Design Retrospective, cohort study.
Setting Elite hockey players from A and B.
Subjects 354 subjects in two sub-groups. A: 222 (191 Males/31 Females). B: 132 (114 Males/18 Females).
Intervention Subjects were educated and baseline tested at the start of the 2011–12 season using Symptom Inventory, SCAT2, BESS and neuro-cognitive testing. The Zurich 2008 RTP protocol was utilised. Subjects were followed with serial testing until recovered to baseline or within 5% of baseline. Medical authorisation was given to RTP.

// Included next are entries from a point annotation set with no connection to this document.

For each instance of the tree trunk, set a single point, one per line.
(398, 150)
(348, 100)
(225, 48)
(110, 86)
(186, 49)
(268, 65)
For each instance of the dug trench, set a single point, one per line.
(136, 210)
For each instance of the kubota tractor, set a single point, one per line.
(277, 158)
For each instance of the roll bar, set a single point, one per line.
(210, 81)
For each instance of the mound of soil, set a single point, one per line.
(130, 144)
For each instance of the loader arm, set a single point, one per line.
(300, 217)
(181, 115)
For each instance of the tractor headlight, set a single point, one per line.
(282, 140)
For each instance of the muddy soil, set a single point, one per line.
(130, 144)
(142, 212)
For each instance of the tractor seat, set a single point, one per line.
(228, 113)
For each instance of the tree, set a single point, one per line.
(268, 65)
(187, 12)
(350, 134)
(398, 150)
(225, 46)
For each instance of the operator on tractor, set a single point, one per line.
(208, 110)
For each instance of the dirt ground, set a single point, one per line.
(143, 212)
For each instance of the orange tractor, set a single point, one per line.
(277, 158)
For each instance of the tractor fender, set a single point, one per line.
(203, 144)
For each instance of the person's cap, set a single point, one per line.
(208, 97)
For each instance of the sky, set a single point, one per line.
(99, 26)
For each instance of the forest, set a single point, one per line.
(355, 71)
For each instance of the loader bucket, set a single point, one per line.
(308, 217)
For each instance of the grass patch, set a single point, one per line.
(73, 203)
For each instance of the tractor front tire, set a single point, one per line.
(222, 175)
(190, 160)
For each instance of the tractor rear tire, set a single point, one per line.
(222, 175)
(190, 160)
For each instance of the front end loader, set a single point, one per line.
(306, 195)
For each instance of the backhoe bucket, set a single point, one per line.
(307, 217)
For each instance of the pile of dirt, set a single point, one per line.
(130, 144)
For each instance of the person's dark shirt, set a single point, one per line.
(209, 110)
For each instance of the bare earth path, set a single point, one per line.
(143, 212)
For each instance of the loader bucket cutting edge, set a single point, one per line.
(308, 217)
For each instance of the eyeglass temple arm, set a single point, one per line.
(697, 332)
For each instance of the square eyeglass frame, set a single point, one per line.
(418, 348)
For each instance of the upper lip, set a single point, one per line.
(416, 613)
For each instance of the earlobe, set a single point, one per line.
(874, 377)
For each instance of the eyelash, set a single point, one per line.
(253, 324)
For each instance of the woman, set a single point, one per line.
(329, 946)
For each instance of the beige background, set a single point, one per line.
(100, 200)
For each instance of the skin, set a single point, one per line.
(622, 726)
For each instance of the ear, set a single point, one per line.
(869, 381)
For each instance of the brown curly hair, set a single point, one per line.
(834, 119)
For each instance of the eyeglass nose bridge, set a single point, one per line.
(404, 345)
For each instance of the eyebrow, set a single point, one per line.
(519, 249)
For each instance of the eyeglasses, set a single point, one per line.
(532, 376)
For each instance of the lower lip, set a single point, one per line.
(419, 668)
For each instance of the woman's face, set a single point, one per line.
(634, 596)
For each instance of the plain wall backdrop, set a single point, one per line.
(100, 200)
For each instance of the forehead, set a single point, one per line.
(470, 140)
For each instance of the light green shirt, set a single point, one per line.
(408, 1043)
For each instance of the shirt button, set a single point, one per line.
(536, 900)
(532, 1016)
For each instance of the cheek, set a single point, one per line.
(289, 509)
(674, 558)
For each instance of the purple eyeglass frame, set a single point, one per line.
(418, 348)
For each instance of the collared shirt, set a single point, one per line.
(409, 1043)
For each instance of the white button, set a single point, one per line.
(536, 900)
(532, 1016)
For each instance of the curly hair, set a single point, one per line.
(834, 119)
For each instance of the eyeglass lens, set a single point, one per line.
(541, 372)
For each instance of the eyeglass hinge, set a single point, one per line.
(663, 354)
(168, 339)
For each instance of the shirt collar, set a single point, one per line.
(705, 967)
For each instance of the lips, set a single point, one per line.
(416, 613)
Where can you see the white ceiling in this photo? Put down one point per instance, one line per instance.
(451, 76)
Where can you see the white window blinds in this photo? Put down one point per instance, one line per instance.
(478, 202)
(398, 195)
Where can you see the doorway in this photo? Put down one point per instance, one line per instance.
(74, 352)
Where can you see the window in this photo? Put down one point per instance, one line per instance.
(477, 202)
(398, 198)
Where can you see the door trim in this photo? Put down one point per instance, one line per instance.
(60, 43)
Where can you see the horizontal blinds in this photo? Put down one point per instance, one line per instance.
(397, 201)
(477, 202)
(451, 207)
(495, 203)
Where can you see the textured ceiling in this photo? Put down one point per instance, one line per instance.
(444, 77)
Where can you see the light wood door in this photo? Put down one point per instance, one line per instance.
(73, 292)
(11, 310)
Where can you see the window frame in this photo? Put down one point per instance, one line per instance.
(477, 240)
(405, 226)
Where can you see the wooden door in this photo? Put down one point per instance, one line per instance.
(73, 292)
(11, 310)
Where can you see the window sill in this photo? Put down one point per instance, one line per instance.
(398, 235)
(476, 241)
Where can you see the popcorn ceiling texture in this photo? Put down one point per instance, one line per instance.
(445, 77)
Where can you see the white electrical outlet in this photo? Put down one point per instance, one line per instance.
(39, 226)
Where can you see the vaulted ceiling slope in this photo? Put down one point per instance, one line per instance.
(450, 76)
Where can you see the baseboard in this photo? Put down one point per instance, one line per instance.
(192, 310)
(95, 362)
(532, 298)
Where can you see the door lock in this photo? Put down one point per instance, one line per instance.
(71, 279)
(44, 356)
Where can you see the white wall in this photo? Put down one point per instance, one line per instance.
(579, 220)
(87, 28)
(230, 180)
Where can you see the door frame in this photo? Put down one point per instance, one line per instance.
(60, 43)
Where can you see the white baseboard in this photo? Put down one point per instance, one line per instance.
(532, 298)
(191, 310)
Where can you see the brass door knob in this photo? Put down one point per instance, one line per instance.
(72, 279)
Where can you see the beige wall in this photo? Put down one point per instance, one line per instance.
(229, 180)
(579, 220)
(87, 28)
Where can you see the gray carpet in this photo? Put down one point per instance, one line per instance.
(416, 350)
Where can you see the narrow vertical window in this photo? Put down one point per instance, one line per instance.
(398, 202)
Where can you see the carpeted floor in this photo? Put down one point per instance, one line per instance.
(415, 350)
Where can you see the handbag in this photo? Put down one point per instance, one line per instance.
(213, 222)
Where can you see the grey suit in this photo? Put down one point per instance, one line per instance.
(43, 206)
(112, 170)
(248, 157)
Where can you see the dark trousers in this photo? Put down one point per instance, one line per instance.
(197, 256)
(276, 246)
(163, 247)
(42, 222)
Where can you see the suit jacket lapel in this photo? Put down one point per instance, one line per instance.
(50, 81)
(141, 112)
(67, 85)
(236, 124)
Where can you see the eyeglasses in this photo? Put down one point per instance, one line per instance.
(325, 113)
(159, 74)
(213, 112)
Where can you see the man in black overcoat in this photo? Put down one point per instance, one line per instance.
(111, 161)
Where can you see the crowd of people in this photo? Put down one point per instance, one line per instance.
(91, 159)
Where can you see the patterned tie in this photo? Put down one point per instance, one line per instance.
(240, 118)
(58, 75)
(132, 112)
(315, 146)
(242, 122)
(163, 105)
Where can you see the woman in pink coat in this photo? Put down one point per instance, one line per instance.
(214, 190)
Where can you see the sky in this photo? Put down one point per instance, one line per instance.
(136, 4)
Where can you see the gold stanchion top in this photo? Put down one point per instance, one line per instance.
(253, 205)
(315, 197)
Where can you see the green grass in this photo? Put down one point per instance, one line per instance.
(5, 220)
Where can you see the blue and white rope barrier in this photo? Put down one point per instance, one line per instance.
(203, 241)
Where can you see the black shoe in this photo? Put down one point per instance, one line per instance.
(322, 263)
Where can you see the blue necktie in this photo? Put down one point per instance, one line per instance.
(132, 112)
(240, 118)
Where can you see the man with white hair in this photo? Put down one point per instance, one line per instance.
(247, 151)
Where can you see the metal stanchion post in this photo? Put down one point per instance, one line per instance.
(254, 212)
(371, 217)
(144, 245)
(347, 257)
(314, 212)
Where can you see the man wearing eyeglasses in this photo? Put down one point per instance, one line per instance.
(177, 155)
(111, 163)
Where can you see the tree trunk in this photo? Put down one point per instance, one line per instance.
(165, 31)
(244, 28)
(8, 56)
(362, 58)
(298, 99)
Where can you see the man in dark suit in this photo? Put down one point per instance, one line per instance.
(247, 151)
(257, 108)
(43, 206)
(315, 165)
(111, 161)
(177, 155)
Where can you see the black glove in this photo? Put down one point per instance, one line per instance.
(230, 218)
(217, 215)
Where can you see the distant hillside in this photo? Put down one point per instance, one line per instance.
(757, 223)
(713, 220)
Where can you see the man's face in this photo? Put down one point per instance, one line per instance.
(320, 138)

Outcome Measures The incidence of concussion and the average RTP in the two groups.
Results A. Concussion incidence –
▸ A 18% (n=39)
▸ B 32% (n=42)
B. RTP (Average No. Days to RTP)
▸ A: 27
▸ B: 14
Conclusions Concussion incidence approximated that reported by Echlin. The higher incidence in the B group reflects the experience of coaches and full-time athletic therapists in recognising and dealing with concussions, and a willingness to report concussion injury. Overall RTP time was longer in both groups than the previously reported 12.8 days average. For B, the RTP time was less than A (14 vs 27 days), reflecting daily access to supportive care (athletic therapists and physician), daily access to the gym for Steps 2 and 3, and daily ice-time for Steps 4 and 5 of the RTP protocol.